I’ve felt that brainpower the past two days as we’ve met with businesses in Tel Aviv and visited Hebrew University in Jerusalem. There is a vibe and energy here that is unmistakable. This is Startup Nation.
Itay Friedjung directs innovation and entrepreneurship at Hebrew University. He showed the Utah delegation evidence of Israel’s economic miracle. He told us Israel ranks 98th in population size and 149th in territory, operates in an unstable environment with constant threat of war and terrorism, has extremely limited natural resources, and yet ranks fourth in the world (next to U.S., China and Canada) in the number of companies listed on NASDAQ.
He also pointed out that Israel spends 4.3 percent of its GDP on research and development (second highest in the world) and Israeli startups raised a record $4.8 billion in 2016.
Not bad for a population of 8.5 million people.
The presentations left many in the delegation asking: How do they do it and what can Utah learn?
The innovation expert from Hebrew University, who mentioned Karl Malone and John Stockton in his presentation, credited their success to a combination of factors:
- Cultural diversity — When you have more minds and open minds it makes you more flexible. He said flexibility is critical to success.
- Informal attitude — You have to tolerate failure. He said, “Don’t see failure as a bad thing.”
- Heritage of risk taking — He encouraged us to encourage risk taking. This opens options for entrepreneurship.
- Attitude of survival — A can-do attitude makes you try hard and “push the edge.”
- Challenge conventions — This is what “gets you to the moon.” He said you have to ask questions.
Friedjung also emphasized the importance of Israel’s mandatory military service because of the skills it develops in their workforce. He said the two-year military requirement for women and three-year military requirement for men improves their workforce by making them more mature, responsible, tech-savvy, knowledgeable and team-oriented.
The chancellor for Hebrew University glowed as he told us about the importance of education to Israel’s economic miracle. He told us Israel is a country “rooted in science” and “it’s no accident that Hebrew University has eight Nobel laureates. We do world-quality research.” He emphasized that their economic success originates from a tradition of learning.
The whole discussion raised all sorts of Utah parallels for me. We simply must keep investing in human capital. Look no further than the corridor from Midvale to Pleasant Grove. We doubled the number of engineers graduating from Utah’s universities and now we have a tech corridor teeming with life. Nearly 40 percent of the state’s jobs since 2010 have been created along this 25-mile stretch.
I’m also fascinated by the benefits to the Utah economy of LDS Church mission service, just like military service in Israel.

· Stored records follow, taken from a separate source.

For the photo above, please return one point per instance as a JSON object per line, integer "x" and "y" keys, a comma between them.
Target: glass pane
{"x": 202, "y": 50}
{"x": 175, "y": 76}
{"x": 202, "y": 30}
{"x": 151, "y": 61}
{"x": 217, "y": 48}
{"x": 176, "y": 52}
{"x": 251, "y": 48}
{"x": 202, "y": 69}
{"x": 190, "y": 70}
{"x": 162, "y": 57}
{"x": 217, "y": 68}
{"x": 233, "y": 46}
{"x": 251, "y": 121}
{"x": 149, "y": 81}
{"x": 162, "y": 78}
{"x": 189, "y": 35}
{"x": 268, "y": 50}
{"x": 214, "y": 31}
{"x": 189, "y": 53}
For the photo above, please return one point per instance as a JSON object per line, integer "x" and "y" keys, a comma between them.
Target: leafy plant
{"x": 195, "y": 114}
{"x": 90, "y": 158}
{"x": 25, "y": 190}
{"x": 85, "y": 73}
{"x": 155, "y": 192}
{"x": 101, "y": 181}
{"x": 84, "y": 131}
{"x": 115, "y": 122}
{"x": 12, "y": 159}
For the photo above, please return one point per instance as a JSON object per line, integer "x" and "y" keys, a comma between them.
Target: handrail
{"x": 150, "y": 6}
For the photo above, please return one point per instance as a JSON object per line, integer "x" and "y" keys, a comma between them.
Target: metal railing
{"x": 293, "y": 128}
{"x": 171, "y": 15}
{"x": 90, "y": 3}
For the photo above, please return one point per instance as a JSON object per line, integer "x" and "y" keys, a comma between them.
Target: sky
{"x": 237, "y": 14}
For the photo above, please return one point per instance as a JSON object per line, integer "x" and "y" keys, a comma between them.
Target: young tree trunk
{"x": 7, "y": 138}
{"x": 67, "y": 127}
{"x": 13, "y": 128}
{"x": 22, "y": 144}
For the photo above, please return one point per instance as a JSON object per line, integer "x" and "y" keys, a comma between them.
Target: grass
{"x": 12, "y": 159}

I marveled at some of the Utah connections to Israel. We toured Israeli Aerospace Industries, also known as IAI, and learned that they import advanced composites from ATK in Utah to make the wings for the F-35 military jets, which they then ship back to the U.S. to eventually fly at Hill Air Force Base.
We learned about Zebra Medical Vision, a collaboration with Intermountain Healthcare that has the power to revolutionize radiology and help in our transition from volume-based to value-based health care.
We learned about PEEL Therapeutics, a Utah-Israel drug company delivering anti-cancer protein nanoparticles based on 55 million years of cancer resistance in elephants.
Indeed, Utah has its own “innovation nation” occurring. To keep it going we need to continue to invest in research and development, value higher learning and support entrepreneurship and innovation.